Przejdź do treści Przejdź do menu
wtorek, 03 października 2023 napisz DONOS@

„Apeluję do radnych Łomży o nierozpijanie młodzieży”

Główne zdjęcie
Anna Maksymiuk

- Moim zdaniem, to jest bardzo niepokojąca wiadomość, że do rozpijania polskiego społeczeństwa, a zwłaszcza młodzieży, zamierzają przyczynić się łomżyńscy radni i członkowie Miejskiej Komisji Rozwiązywania Problemów Alkoholowych w Łomży - mówi mgr Anna Maksymiuk, certyfikowany specjalista uzależnień z Centrum Leczenia Uzależnień „Neofita” w Łomży. - Jestem zdecydowanie przeciwna zwiększeniu liczby sklepów z 50 do 75, sprzedających wino i wódkę, oraz zmniejszaniu odległości od plaży, stadionu, orlików, obiektów sportowych, przedszkoli, szkół i kościołów. Radni Łomży i członkowie komisji powinni, zgodnie z ustawą o wychowaniu w trzeźwości, pracować dla trzeźwości narodu i stwarzać warunki do zdrowego spędzania czasu bez chemicznych „ulepszaczy”.

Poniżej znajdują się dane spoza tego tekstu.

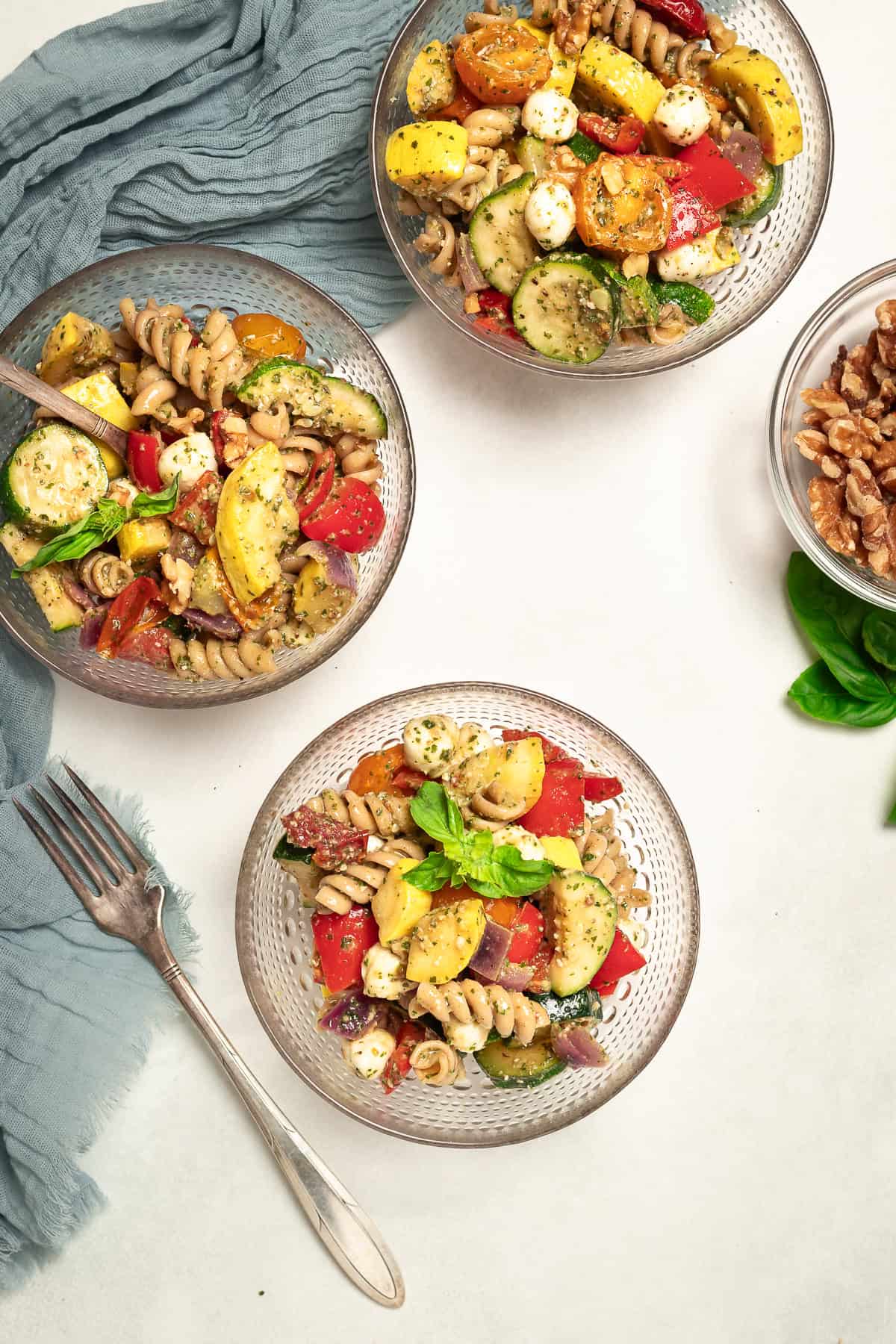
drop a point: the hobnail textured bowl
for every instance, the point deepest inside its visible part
(274, 944)
(771, 253)
(845, 319)
(200, 277)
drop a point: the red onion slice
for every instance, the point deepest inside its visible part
(574, 1042)
(351, 1015)
(337, 566)
(467, 269)
(489, 956)
(743, 149)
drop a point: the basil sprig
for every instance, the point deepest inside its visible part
(100, 526)
(853, 682)
(469, 856)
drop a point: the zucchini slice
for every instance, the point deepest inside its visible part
(566, 308)
(501, 243)
(511, 1065)
(45, 584)
(53, 479)
(297, 386)
(762, 201)
(348, 410)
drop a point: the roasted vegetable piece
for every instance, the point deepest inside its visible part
(773, 112)
(432, 82)
(444, 941)
(396, 905)
(426, 156)
(501, 63)
(74, 343)
(341, 942)
(582, 920)
(255, 517)
(622, 206)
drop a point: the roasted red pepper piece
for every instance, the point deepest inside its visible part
(137, 608)
(198, 508)
(622, 959)
(692, 217)
(528, 933)
(561, 809)
(341, 942)
(598, 788)
(714, 176)
(349, 517)
(143, 460)
(399, 1062)
(682, 15)
(332, 841)
(621, 134)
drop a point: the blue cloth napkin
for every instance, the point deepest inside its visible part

Zdaniem terapeutki osób nadużywających alkoholu, uzależnionych, takie propozycje grupy radnych Łomży to przykład „chorego myślenia” - jakby przez pryzmat mechanizmów obronnych. Polega on na tym, że istnieje problem alkoholizmu – dobrze widoczny na co dzień z okien ratusza na Starym Rynku, Farnej i Długiej czy przed sklepami osiedlowymi – natomiast podejmujący decyzję poprzez wspólne działania rozkładają odpowiedzialność i zmniejszają poczucie winy, minimalizując powagę sytuacji i bagatelizując konsekwencje. - Pływanie i zabawy na plaży, rozgrywki sportowe, zajęcia w przedszkolach i lekcje w szkołach powinny odbywać się bez chemicznych „ulepszaczy” - tłumaczy Anna Maksymiuk, od ponad 25 lat pomagając w problemach, jakie ludzie mają z powodu alkoholu. - Piwo, wino i wódka zawierają tę substancję psychoaktywną, uzależniającą jak narkotyki. Praktyka zresztą pokazuje, że tam, gdzie jest alkohol, wcześniej czy później pojawią się dilerzy narkotyków.

„Młodzi łomżyniacy są przyszłością narodu”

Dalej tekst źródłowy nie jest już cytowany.